LaPresse) – “Tutto costa molto di più, vuoi per la siccità, vuoi per il resto, è come una gioielleria”. A dirlo è una cliente del mercato di Vasari, in zona Porta Vittoria, dove il rincaro dei carburanti si scarica sui cartellini dei banchi. “Io adoro tantissimo le pesche, però mi sono limitata. Una volta si prende una cosa, una volta si prende l’altra – ha proseguito la cliente – Una settimana si preferisce una cosa, la settimana successiva si fa l’altra e si compensa”. Dietro il banco della frutta e verdura la stima è precisa. “Il gasolio è aumentato e di conseguenza aumenta anche la merce nel nostro mercato – ha spiegato un commerciante – Zucchine, pesche, albicocche, anche se ormai siamo a fine stagione, e l’uva che arriva dalla Puglia, per via del trasporto”. L’aumento indicato è del 20 per cento: “Non è poco, è tanto, e qui i prezzi devi tenerli un po’ calmierati, altrimenti non si vende la merce”. Al banco di salumi e formaggi il titolare spiega di avere i listini fermi da due o tre anni. “Se noi commercianti dovessimo far pagare davvero le spese di carburante, le autostrade, tutti gli aumenti del suolo pubblico e quant’altro, usciremmo fuori budget e non potremmo più vendere – ha aggiunto – Ci sacrifichiamo a vendere a un prezzo basso perché viviamo con i pensionati, con la gente di una certa età che viene a fare la spesa al mercato”. Il margine, ha spiegato, non c’è: “Se dovessi aumentare ancora del 20 o 30 per cento non sarei più competitivo, né con i miei colleghi né con la grande distribuzione”. Da un altro banco di ortofrutta il quadro è più duro. “Le uscite sono più delle entrate”, ha detto un commerciante con molti anni di attività alle spalle, che ha parlato di difficoltà a coprire tutte le voci di spesa.
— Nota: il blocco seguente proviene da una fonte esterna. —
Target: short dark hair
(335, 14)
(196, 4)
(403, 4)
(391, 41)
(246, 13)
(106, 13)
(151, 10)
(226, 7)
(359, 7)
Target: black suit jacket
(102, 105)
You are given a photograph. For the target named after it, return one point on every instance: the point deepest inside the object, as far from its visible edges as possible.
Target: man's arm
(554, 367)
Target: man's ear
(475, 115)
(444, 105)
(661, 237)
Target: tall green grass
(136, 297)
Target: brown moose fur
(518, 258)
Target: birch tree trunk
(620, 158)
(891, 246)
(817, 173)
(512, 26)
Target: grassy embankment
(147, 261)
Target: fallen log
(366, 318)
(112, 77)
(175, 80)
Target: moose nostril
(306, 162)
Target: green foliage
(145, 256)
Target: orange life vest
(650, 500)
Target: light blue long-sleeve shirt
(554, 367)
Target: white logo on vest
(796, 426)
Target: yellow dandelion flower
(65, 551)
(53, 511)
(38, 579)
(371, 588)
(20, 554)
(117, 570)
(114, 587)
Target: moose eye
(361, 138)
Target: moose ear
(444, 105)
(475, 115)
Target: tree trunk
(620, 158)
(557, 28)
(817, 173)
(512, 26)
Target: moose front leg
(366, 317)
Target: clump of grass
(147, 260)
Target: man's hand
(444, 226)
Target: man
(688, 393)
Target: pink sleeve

Tra i clienti il conto si fa alla pompa prima che al banco. Un uomo racconta di aver fatto rifornimento il giorno precedente in un distributore a prezzi scontati: “L’ho pagata 1,916, mentre le altre sono a 2,03, 2,04 euro”. Ha aggiunto di prestare più attenzione di prima. Un’altra cliente ha spiegato di limitarsi ormai allo stretto necessario e di controllare i prezzi molto più che in passato.